Один из камней заинтересовал Волгина больше остальных. Волгин шагнул, приближаясь. На миг на его лице возникла брезгливая гримаса. Но уже в следующее мгновение, совладав с чувствами, он негромко позвал:

– Рамак! Послушайте, рамак…

Он предвидел Неожиданности, и все же, не выдержав, отпрянул: камень рос.

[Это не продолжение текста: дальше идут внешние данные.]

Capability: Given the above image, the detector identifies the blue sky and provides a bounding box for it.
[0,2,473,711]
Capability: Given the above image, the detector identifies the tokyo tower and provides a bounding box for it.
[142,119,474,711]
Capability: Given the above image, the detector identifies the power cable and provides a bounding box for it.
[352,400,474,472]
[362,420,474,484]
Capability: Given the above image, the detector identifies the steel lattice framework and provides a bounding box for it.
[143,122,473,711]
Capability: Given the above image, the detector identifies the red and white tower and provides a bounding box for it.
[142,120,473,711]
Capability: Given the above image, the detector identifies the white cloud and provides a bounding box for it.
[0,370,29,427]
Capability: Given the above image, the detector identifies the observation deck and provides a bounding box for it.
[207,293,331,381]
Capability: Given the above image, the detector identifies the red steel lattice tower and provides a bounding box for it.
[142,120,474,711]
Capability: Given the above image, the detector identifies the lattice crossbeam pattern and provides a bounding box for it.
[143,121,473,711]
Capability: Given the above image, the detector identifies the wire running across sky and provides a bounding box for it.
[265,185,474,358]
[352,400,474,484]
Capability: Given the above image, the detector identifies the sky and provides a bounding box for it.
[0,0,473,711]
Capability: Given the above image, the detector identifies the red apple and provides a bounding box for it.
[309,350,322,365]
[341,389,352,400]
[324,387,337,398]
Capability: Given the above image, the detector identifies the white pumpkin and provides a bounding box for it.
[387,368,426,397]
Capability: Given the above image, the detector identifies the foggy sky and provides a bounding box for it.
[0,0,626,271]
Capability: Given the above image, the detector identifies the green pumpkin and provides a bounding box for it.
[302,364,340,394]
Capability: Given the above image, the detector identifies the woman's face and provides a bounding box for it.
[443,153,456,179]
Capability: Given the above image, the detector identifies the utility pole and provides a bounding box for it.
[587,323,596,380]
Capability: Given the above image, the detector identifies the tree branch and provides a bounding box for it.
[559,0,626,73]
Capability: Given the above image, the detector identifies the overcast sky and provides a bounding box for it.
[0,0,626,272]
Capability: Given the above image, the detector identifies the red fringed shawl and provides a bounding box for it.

Не камень, вернее, а то, что Волгин назвал рамаком. Нечто, похожее на обруч, около метра в диаметре и сантиметров тридцати высотой, плашмя лежало в высокой траве и до последнего момента не было заметно, камнем же казалась выступавшая над зеленым покровом земли округленная башенка серо-коричневого цвета. Теперь башенка быстро поднималась, потому что в лежащем кольце, как оказалось, скрывались другие, вдвинутые одно в другое, как колена старинной подзорной трубы, а сейчас плавно выдвигавшиеся. Волгин на всякий случай отступил еще на шаг; к этому времени башенка достигла уже двухметровой высоты и остановилась.

– Я рамак, – проговорил приятный голос, исходивший, как определил Волгин, из башенки. – Добрый день, человек. Зачем вы пришли?

Волгин молчал, тяжело дыша.

– Говорите, – сказал рамак. – Время дорого, человек. Ваше медленное, и мое быстрое время.

Волгин откашлялся; ему было трудно выговорить слово, как будто кто-то держал его за горло.

– Ага, – пробормотал он наконец. – Значит, такой вы и есть. – Он произнес «вы» совершенно машинально, словно обращаясь к человеку.

– Да. Я рамак: разумная машина космоса.

– Я думал, вы больше похожи на нас.

– Зачем?

– Вот именно, – сказал Волгин. – Зачем? Все равно у нас не может быть ничего общего. Вы – машина.

– Вы тоже, – сказал рамак. – Но я – разумная машина.

– Ах, ты… – выдохнул Волгин, сжимая кулаки.

– Что вы хотите сказать еще, человек?

Но Волгин снова смирил себя.

– Это я скажу не здесь. И не вам.

– Идите, человек! – сказал рамак. – Сколько ушло времени!

Он произнес это прежним – ровным, приятным голосом.

– Можете ли вы подняться сами? В противном случае я помогу вам.

– Не нужно, – сказал Волгин, не пытаясь более скрыть отвращение.

Разбежавшись, он включил микродвигатели и поднялся в воздух. Перелетая через забор, оглянулся. На крыльце домика стоял человек. Руки его были подняты к лицу; кажется, он смотрел в бинокль.

– Вот с тобой мы еще поспорим, – пробормотал Волгин, опускаясь на землю с внешней стороны ограды. – Но этот прав: потеряно очень много времени. Торопиться, торопиться! Иначе они уйдут, и тогда их уже не остановишь!

И он торопливо зашагал к одинокому дереву, в тени которого стоял его аграплан.

2

Из-за приоткрытой двери доносились голоса.

– А это?

– Это и есть конус церебропушки.

– Не сказал бы, что он похож на конус.

– Сходство было в первом варианте. Потом пришлось добавить три магнитные линзы для тонкой фокусировки. Вот и получилось…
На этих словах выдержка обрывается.